The AM Fix came in at $711.75 per ounce, the highest London Fix since 17th May 2006.
"Precious metals, especially gold, remain a favorite for investors," says today's note from Standard Bank in Johannesburg. "Appetite for the complex is supported by positive sentiment in global equity markets, as well as by significant lingering risk in the underlying financial system."
Breaking above $714 just ahead of the London open, the Gold Market also pushed higher for futures traders at the Japanese Tocom after Prime Minister Shinzo Abe announced his resignation in Tokyo.
Achieving less than a 30% approval rating in a poll earlier this week, Japan's youngest ever prime minister had vowed to step down if the Japanese parliament failed to support logistical aid for the US-led coalition forces in Afghanistan.
Now Japan "should seek a continued mission to fight terrorism under a new prime minister," Abe told a press conference today.
"Gold Buying on the Tocom was triggered by a fall in the Yen," claimed one Japanese trader to Reuters. But in truth, the Yen barely moved on the news of Abe's resignation, slipping less than 0.4% against the Dollar and holding firm against the high-yielding "carry trade" currencies of New Zealand, Australia and Britain.
The Nikkei stock index, in contrast, dropped 0.5% for the day, taking its losses for the last five sessions above 2.1%. The FTSE in London lost 0.6% by lunchtime, while the broad European markets dropped one-third of a per cent.
On the currency markets, the Euro also failed to gain versus the Yen today, despite rising nearly 1% versus the Japanese currency on Tuesday. But the European single currency did reach a fresh life-time high against the US Dollar overnight, finally breaking the peak of $1.3850 set in late July and reaching $1.3889 by 07:45 EST.
"The expected half percent cut in [Dollar] rates means spreads between the US and Euroland are narrowing, removing whatever is left for any positive carry for the Dollar," notes Niels From, a currency strategist in Frankfurt for Dresdner Kleinwort.
"The Fed should cut rates by a half-percentage point as the economy's outlook has worsened," agrees Masashi Kurabe, a currency manager at Bank of Tokyo-Mitsubishi. "European rates may go up as soon as the markets stabilize. A narrowing interest-rate differential is positive for the Euro."
Since its record low of late 2000, the Euro has now risen by 63% versus the greenback. Gold is commonly said by analysts and pundits to merely track the Euro-Dollar exchange rate. But the Spot Gold Price has gained more than 160% in Dollar terms over the same period.
Gold Prices also reached a 16-month high versus the British Pound early on Wednesday, briefly trading above £351 per ounce before slipping to bounce off £349.
The last time gold bullion held this much value for British investors, it had just broken all-time record highs in Sterling above £380 per ounce. But whereas the spike of May 2006 came and went within five days, the current rally in world gold prices remains far more measured – and it's making far fewer headlines as a result.

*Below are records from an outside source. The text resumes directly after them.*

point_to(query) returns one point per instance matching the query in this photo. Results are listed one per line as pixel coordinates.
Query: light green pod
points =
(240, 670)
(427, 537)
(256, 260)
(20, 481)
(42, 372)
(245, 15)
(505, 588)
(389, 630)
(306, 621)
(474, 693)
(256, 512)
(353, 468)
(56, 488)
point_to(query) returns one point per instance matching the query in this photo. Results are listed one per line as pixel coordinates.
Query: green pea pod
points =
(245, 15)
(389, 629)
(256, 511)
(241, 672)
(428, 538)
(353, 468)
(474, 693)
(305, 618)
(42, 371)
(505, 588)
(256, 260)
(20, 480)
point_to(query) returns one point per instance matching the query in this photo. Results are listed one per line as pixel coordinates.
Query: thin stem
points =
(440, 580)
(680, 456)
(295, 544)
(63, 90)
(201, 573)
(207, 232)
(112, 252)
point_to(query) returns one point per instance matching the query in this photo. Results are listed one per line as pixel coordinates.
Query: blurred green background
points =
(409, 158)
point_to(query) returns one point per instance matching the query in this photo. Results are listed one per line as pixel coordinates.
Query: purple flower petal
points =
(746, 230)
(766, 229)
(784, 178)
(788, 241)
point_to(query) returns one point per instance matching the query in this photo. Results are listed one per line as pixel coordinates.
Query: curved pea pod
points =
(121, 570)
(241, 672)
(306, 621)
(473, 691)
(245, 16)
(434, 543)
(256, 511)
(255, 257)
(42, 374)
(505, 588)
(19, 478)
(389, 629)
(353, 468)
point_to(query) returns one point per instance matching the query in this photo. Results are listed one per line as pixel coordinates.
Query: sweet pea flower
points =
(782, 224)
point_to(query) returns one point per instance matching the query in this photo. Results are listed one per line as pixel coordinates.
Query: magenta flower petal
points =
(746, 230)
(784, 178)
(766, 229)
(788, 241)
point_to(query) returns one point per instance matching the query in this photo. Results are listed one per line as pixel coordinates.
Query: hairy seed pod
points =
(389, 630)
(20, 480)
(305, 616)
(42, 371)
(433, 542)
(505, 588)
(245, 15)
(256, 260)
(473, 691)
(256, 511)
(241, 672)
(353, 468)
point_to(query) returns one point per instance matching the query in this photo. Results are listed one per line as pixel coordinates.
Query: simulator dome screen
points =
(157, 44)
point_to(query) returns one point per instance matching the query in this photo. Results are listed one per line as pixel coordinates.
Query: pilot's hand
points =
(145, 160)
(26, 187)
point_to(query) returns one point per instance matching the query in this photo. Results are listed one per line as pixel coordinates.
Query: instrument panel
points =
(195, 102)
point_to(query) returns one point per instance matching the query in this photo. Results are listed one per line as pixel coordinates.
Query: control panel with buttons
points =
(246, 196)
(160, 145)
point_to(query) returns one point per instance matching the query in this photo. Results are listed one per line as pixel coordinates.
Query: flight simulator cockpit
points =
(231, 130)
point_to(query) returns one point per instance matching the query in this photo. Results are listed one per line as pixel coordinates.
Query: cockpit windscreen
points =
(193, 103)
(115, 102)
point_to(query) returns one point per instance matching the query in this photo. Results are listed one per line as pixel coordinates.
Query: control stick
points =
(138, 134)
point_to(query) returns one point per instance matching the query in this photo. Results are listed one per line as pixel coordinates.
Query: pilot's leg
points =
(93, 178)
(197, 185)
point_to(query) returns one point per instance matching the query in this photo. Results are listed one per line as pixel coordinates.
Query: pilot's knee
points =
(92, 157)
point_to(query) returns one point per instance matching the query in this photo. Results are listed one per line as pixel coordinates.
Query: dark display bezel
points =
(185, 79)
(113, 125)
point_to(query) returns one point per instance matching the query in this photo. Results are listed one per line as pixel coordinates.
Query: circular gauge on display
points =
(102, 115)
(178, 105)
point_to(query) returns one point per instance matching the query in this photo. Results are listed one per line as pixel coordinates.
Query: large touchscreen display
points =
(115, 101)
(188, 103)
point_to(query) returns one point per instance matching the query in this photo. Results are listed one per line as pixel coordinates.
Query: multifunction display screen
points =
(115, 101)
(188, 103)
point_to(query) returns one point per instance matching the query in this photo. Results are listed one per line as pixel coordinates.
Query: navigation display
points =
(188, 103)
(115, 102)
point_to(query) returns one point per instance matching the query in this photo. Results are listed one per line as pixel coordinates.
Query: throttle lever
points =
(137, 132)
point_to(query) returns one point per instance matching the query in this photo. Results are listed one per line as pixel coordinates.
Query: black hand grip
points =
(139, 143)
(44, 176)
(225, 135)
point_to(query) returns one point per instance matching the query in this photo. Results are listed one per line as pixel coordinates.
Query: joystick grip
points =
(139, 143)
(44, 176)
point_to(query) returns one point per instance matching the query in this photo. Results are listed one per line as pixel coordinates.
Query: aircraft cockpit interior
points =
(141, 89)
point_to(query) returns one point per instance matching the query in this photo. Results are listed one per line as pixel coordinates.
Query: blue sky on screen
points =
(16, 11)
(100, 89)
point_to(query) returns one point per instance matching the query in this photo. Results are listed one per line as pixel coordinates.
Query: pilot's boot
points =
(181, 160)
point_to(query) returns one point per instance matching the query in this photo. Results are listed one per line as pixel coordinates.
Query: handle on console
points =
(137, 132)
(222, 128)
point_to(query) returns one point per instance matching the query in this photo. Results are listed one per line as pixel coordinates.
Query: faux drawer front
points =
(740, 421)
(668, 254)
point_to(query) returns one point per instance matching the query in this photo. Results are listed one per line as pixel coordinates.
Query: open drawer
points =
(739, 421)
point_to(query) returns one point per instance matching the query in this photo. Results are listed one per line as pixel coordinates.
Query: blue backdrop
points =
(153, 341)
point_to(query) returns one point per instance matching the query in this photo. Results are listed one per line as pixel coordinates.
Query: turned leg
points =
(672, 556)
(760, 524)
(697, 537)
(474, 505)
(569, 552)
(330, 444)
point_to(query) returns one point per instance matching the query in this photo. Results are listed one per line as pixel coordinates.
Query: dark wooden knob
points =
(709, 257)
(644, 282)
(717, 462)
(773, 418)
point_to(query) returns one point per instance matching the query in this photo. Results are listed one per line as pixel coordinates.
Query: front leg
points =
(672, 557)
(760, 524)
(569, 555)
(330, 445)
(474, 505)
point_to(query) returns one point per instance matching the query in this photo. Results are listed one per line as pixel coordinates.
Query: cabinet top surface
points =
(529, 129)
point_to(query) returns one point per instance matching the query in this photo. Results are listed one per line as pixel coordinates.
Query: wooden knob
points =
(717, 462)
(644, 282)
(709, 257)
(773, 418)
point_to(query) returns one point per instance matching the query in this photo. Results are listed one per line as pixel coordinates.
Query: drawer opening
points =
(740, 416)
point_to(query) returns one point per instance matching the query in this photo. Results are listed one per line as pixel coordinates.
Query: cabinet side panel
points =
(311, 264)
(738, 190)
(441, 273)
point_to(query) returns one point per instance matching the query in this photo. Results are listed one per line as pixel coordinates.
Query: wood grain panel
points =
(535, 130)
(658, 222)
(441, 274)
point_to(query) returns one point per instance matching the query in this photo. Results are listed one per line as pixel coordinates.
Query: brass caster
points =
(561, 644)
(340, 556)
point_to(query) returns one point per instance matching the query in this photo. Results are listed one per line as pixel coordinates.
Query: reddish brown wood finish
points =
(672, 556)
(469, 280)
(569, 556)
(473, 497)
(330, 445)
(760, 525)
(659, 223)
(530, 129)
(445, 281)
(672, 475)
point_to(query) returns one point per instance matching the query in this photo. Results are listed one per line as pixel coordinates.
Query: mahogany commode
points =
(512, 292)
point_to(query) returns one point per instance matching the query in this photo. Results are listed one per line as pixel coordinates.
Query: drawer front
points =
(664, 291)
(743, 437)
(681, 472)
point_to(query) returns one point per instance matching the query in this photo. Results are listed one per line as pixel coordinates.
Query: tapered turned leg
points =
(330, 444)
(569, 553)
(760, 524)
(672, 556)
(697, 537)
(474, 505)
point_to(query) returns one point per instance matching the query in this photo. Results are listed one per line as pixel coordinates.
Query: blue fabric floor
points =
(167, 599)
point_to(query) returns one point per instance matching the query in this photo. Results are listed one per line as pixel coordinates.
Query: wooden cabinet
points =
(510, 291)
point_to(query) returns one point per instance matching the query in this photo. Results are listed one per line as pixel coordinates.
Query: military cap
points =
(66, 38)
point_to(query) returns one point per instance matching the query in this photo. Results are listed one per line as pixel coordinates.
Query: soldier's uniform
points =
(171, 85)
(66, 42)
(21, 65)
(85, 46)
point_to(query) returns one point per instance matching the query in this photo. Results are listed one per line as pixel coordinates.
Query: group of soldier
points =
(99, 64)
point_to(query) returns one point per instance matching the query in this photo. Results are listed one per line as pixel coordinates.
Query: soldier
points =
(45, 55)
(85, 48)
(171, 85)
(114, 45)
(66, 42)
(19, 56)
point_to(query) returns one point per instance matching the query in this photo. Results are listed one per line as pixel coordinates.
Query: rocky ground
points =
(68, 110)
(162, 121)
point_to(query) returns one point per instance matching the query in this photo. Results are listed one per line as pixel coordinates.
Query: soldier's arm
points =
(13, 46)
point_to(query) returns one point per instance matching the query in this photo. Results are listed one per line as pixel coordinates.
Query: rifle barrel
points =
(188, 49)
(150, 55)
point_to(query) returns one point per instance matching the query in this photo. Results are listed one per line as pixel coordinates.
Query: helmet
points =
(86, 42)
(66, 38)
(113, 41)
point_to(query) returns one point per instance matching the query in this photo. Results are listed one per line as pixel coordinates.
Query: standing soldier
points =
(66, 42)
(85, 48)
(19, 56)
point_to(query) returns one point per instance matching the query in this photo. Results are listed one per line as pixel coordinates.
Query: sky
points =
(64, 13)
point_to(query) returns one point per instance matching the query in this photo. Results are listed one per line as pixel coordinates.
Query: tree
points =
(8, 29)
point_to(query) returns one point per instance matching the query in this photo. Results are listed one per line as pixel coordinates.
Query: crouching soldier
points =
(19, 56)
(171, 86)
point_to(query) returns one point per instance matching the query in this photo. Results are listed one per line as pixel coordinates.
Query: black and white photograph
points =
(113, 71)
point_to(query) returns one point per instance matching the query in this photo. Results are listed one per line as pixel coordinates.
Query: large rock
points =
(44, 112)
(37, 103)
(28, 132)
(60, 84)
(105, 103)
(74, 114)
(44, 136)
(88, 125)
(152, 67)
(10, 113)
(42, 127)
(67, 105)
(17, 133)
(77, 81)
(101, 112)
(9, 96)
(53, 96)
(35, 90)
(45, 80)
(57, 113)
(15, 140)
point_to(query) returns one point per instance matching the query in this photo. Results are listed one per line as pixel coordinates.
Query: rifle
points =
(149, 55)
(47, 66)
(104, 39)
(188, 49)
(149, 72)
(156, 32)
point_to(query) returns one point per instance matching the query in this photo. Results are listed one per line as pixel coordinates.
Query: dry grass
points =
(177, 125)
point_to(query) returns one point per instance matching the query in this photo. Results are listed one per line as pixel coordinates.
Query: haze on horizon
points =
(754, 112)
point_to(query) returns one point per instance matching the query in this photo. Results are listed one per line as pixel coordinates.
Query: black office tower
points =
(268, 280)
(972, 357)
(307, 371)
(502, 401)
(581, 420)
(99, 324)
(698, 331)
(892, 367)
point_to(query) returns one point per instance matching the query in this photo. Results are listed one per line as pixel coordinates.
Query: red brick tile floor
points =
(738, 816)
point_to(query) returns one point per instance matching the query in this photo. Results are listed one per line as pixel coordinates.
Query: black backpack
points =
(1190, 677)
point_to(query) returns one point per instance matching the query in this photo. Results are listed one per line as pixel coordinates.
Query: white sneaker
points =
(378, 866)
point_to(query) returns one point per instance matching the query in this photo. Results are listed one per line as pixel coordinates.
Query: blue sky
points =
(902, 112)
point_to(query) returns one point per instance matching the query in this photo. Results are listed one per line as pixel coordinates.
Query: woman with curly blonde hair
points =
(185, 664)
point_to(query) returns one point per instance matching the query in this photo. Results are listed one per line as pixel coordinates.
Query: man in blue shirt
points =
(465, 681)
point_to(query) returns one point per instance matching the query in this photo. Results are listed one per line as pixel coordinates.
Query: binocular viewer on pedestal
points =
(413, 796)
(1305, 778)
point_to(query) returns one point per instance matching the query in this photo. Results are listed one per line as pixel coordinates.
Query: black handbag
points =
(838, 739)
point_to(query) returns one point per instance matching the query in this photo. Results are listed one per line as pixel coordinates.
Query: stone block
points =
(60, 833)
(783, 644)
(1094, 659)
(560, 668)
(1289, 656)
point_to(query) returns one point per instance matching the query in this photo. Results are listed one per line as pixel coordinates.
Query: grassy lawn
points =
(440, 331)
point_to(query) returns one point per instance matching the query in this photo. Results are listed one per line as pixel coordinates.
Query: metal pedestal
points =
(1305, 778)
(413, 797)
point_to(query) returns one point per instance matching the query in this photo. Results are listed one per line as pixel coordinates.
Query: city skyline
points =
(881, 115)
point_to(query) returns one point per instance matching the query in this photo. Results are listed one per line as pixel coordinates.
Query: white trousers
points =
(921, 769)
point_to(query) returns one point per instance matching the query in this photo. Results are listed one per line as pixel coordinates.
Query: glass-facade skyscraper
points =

The same week as Spot Gold Prices spiked to a 26-year high vs. the Dollar in spring of last year, the London press was packed with bullish comment. The move in gold was reported in the Daily Mail and on national BBC radio. John Plender in the Financial Times said gold was "in a long run bull market."
The Guardian's Larry Elliot agreed, as did Anthony Hilton in London's Evening Standard. Allister Heath in The Spectator wrote that "the price of gold will continue to rise." The price duly began falling.
Today, however, the Times of London carries not one word about Tuesday's $10 surge in Dollar gold prices...nor the 1.2% rise against both Sterling and Euros...nor the 1.7% rise in gold against Japanese Yen.
Nor is gold's 5% gain against Sterling during the last month featured in more than a commodities column in the Financial Times, nor even in the equities-bearish Telegraph.
Given the Gold Market's strong contrarian fan-base, this lack of press coverage may prove decidedly bullish for the rally starting on Tuesday last week.